Conservation Planning

Effective conservation planning is the foundation for successful bird habitat delivery. The Joint Venture begins conservation planning by stepping down population objectives from continental and national bird conservation plans to the JV region. These regional population objectives are then translated into measurable habitat objectives at state and local scales.

Focal Species

The individual JV bird-group strategies are the basis for habitat objectives. These strategies provide information to target bird habitat protection, restoration, and enhancement efforts in the UMGLJV geography. The common goal statement within each of the strategies is: “To establish efficient habitat conservation to maintain or increase carrying capacity for populations of priority bird species consistent with continental and JV regional goals.”

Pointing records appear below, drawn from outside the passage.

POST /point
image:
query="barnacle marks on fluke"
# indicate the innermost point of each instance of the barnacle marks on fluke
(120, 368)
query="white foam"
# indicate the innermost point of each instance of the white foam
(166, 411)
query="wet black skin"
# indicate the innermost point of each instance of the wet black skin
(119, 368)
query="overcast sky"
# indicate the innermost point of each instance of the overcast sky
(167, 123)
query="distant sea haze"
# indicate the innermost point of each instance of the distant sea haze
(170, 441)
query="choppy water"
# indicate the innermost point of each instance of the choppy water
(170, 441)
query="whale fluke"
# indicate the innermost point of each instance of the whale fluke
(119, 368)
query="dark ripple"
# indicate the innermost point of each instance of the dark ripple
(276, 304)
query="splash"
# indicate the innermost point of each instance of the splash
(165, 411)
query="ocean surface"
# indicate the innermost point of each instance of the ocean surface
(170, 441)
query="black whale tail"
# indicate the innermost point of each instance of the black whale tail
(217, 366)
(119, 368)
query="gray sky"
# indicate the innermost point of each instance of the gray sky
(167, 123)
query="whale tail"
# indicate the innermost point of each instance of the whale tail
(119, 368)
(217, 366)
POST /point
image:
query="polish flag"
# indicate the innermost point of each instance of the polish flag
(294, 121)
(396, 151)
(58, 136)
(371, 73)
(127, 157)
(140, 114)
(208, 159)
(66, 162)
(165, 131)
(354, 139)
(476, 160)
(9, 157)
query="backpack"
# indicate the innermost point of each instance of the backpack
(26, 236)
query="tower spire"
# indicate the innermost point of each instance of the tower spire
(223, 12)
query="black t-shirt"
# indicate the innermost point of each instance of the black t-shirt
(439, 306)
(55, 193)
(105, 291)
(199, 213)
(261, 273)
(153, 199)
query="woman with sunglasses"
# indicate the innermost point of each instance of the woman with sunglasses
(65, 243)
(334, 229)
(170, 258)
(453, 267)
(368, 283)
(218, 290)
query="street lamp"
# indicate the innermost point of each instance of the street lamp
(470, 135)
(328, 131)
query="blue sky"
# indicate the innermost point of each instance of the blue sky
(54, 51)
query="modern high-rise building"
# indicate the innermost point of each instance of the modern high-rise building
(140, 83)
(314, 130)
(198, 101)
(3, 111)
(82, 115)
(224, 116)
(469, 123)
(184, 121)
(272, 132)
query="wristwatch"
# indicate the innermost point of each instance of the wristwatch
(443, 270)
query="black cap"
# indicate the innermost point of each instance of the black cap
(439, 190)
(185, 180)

Strategic Habitat Conservation

Joint Ventures use strategic habitat conservation (SHC), an adaptive, science-based approach to conservation, to consider the biological and ecological aspects of birds and their habitat requirements at multiple spatial scales, as well as the social science that is the foundation for the human dimensions aspect of conservation. Strategic habitat conservation is built on five main components:

  1. Biological Planning – working with partners to establish shared conservation targets and measurable biological objectives, and identifying limiting factors affecting our shared conservation targets;
  2. Conservation Design – creating tools that allow us to direct conservation actions to most effectively contribute to measurable biological outcomes,
  3. Conservation Delivery – working collaboratively with a broad range of partners to create and carry out conservation strategies with value at multiple spatial scales, and
  4. Outcome-based Monitoring – evaluating the effectiveness of conservation actions in reaching biological outcomes to then adapt future conservation planning and delivery and
  5. Assumption-driven Research – testing assumptions made during biological planning to refine future plans and actions. Both monitoring and research help us learn from our decisions and activities to improve them over time.